Failure Detection and Recovery
OSDs in a PG monitor liveness of other OSDs. While replication acts as a passive confirmation of liveness, when an OSD is not heard from a peer recently, an explicit ping is sent. Non-responsive OSD is marked as
down initially and if the OSD doesn’t recover quickly it is marked as
out and another OSD joins PG to re-replicate its contents. Clients which have pending operations with the failed OSD will resubmit the request to the new primary. By marking OSDs as
down, RADOS prevents initiating widespread data re-replication. Failures like disk failures or data corruption OSDs self report them.

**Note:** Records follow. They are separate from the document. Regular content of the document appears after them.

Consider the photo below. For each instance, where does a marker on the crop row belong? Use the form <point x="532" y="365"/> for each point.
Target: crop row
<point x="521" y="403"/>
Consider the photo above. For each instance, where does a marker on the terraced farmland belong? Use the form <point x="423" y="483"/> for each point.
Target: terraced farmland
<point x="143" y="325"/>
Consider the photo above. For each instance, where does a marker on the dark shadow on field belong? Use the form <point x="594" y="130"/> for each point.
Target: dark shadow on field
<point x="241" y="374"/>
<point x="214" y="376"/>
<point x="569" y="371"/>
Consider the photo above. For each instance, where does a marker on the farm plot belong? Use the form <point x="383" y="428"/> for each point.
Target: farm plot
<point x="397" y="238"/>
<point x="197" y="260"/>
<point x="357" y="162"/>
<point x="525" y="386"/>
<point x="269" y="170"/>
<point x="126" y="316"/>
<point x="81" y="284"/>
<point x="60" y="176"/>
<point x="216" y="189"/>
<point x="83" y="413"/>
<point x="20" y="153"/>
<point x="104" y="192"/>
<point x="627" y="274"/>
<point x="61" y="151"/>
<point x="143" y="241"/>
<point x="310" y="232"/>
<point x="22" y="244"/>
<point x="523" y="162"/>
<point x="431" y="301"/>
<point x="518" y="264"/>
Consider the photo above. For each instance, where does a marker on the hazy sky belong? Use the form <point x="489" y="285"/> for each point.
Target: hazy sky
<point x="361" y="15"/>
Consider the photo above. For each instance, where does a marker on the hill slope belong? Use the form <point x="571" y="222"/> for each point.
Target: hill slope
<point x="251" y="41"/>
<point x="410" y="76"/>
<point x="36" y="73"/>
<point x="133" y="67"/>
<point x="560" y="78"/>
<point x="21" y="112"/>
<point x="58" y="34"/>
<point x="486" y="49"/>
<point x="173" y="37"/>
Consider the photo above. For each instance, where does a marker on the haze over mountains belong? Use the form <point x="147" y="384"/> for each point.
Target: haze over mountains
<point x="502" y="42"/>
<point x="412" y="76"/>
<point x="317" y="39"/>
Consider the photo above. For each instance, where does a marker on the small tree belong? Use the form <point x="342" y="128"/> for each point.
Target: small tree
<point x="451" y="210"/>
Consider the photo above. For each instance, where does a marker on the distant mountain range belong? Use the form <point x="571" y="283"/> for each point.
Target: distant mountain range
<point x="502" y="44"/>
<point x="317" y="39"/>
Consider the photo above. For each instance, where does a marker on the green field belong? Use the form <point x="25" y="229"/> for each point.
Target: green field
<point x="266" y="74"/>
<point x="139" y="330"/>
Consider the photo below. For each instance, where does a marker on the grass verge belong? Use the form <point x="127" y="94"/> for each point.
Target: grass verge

To identify transient failures and system wide failures, a small cluster of monitors collects failure reports. Monitors provide an updated cluster map when failures are identified and they are distributed via the inter OSD communication. When an active OSD receives an updated cluster map, it iterates over all locally stored placement groups and calculates the CRUSH mapping to determine which ones it is responsible for, either as a primary or replica. If the OSD is the primary for the PG, it collects current (and former) replicas’ PG versions. If the primary lacks the most recent PG state, it retrieves the log of recent PG changes from current or prior OSDs in the PG in order to determine the correct (most recent) PG contents. The primary then sends each replica an incremental log update, such that all parties know what the PG contents should be, even if their locally stored object set may not match. Only after the primary determines the correct PG state and shares it with any replicas is I/O to objects in the PG permitted. OSDs are then independently responsible for retrieving missing or outdated objects from their peers. If an OSD receives a request for a stale or missing object, it delays processing and moves that object to the front of the recovery queue.